= Graham Philip =

New Zealand conspiracy theorist

Graham John Philip (born 1960) is a New Zealand conspiracy theorist and convicted criminal. He was the first person in New Zealand history charged with sabotage, after he attacked New Zealand's electrical grid in an attempt to cut power to the entire North Island in 2021.

==Early life==
Philip was born in Hackney, London in 1960. While he was young, the family moved to Petone in Wellington, New Zealand, when his father got a job there. Philip described his father as emotionally manipulative towards him and his brother David. Philip returned to London in his twenties, working for Dolby as a sound engineer. In May 1988, David, having previously escaped a mental health facility, stabbed fellow vagrant Kyung Eup Lee to death in Melbourne during an argument over squatting. David then dismembered Lee's body, cooked and ate his flesh, and spread other body parts around. Philip visited David in prison after complying with a vaccine requirement. He eventually moved back to New Zealand, living in Hāwera, Rotorua where he worked as a high school teacher, and Taupō where he worked at a computer repair shop.

==Conspiracy theories and crimes==
Philip was radicalised online during the COVID-19 pandemic. He supported Donald Trump's false claims of election fraud in the 2020 United States presidential election and QAnon-related conspiracy theories. Philip became an anti-vaccination activist and COVID-19 conspiracy theorist, expressing "paranoid and apocalyptic views" and gaining hundreds of followers online. He claimed that the COVID-19 vaccine was designed by a Satanic cabal to cause mass death and depopulate the world. He believed society would soon collapse and got involved in the prepping community, where he instructed people how to make explosives.

Philip took part in stunts such as wearing a snorkel inside stores to protest mask mandates and setting up a table on a street in Taupō with a sign saying "Change my mind: Covid-19 is fake", inspired by Steven Crowder. He self-published several books, including Star Wars fan fiction, many of which contained vaccine conspiracy plots in his effort to "red pill" readers. On his Gab account and his Telegram radio show, he called for military tribunals to sentence people to death for war crimes and treason, including Prime Minister Jacinda Ardern, all other members of the New Zealand Parliament, and various journalists, academics, and health bureaucrats.

After an altercation when Philip was denied entry to a bank, a police officer visited his home on 29 September 2021. Philip took a photo of the officer's badge number and posted it online with threats to "make him pay". He also posted photos of electrical substations and transformers, implying to his followers that they should use tools to attack them, and in his Telegram radio show spoke of his plans to do so himself. Between 6 November and 27 November, Philip carried out attacks on Transpower New Zealand infrastructure, with one attack resulting in a fire. He caused an estimated $1.25 million in damages.

===Arrest===
Philip was arrested at his home in Acacia Bay on 8 December 2021. His vehicle and electronic devices were taken by police, and Philip was sent to Spring Hill Corrections Facility. His name and the details of his offending were subject to a suppression order. His wife Marta and fellow conspiracy theorists seized on the lack of details, portraying him as a political prisoner and campaigning for his release, including fundraising for his legal fees and protesting outside of courthouses.

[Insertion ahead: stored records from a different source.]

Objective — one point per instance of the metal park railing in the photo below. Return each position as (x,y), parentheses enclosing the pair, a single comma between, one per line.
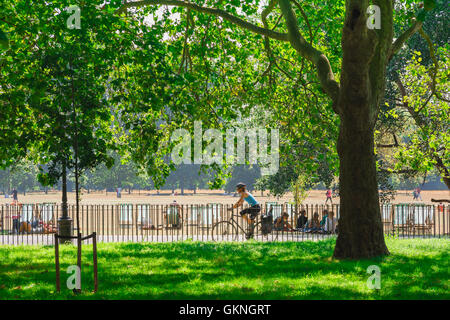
(28,224)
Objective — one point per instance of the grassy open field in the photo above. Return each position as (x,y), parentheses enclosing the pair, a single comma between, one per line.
(201,197)
(416,269)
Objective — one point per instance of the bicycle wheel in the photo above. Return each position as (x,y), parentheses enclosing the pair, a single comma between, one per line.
(258,234)
(224,231)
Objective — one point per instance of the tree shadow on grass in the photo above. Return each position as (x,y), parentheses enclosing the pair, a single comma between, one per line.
(233,271)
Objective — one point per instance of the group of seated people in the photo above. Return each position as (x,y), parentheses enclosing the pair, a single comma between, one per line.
(328,224)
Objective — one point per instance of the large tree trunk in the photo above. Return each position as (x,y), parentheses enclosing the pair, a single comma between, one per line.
(362,87)
(360,226)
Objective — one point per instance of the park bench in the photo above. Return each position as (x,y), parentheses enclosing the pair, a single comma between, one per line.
(126,215)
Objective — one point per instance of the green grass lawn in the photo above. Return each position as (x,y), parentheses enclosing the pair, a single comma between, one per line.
(416,269)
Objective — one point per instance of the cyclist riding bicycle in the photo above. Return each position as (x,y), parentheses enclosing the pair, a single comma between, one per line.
(250,213)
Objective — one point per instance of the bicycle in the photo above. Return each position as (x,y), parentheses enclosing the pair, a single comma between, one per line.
(229,230)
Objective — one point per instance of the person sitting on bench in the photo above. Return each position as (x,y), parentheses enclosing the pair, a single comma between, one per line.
(281,223)
(330,223)
(314,224)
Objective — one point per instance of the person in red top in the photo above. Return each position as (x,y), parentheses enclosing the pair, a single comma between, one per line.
(329,197)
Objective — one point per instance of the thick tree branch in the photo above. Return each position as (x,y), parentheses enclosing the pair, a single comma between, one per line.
(213,11)
(396,46)
(307,51)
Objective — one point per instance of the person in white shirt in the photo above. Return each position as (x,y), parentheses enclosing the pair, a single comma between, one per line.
(330,223)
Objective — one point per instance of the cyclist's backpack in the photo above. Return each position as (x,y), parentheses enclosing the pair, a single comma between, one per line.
(267,222)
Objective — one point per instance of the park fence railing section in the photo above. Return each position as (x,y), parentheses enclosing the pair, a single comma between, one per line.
(28,224)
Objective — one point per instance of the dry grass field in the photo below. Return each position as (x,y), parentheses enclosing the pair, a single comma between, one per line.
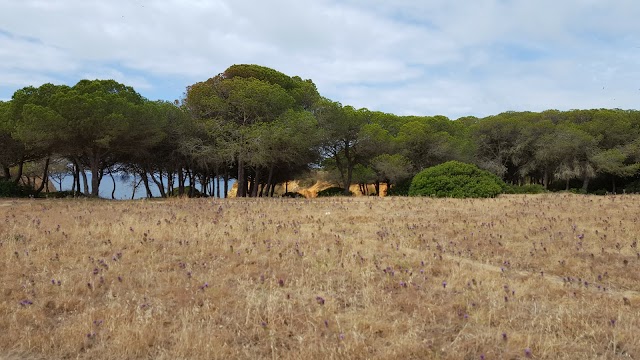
(542,277)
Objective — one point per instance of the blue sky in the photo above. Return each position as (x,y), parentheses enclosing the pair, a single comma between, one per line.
(454,58)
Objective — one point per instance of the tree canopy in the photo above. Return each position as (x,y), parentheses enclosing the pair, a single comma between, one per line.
(261,127)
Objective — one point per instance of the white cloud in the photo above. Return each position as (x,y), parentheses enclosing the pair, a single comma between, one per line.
(403,56)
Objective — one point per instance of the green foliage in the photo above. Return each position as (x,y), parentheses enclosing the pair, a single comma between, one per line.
(11,189)
(633,187)
(187,191)
(525,189)
(457,180)
(63,194)
(400,189)
(333,191)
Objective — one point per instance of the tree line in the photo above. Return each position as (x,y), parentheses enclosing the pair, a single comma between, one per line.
(261,127)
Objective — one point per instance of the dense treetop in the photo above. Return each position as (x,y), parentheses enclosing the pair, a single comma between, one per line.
(262,127)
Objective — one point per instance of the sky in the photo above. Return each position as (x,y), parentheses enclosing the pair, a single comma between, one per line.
(420,57)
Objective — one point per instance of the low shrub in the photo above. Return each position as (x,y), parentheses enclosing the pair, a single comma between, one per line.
(400,189)
(11,189)
(525,189)
(333,191)
(458,180)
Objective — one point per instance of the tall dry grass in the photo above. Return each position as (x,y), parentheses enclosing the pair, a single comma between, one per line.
(546,277)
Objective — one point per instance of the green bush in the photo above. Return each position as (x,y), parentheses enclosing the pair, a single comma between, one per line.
(333,191)
(525,189)
(457,180)
(11,189)
(400,189)
(633,187)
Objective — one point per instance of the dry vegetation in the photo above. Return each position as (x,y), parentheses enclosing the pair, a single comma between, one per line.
(546,277)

Name suppression was lifted in July 2022, though his name had been spread through social media since at least February, and far-right conspiracy platform Counterspin Media had published an interview with Marta in May.

Philip was initially charged with seven counts of wilful damage, but this was upgraded to sabotage in early 2022. He was also charged with one count of unlawfully entering agricultural land. After previously entering a not guilty plea, he changed his plea to guilty for all charges on 4 November 2022. On 1 December 2022, Philip was sentenced to three years and one month in prison, and the suppression order partly lapsed, publicly revealing for the first time what he had targeted.

Philip also faced a separate $300 charge for breaching COVID-19 lockdown laws at a protest in Taupō on 31 August 2021. He went to trial on 19 December 2022 and represented himself, having pleaded not guilty. He cited Magna Carta in his defence, a tactic common in the sovereign citizen movement. The infringement notice was upheld, but the charge was waived as Philip is in prison and unable to pay.

Philip was denied parole in January 2023, due to not having had a psychological assessment, having no release plan, and being seen as an undue risk to the community by showing no remorse.

Philip was released from prison on 8 January 2025.

==Personal life==
Philip is married to Marta, a Brazilian woman, with whom he has three children. He is a devout Christian with fundamentalist views, having turned to the faith at the age of 19. He credited Christianity for him not turning out like his brother, and claimed it cured him of schizophrenia.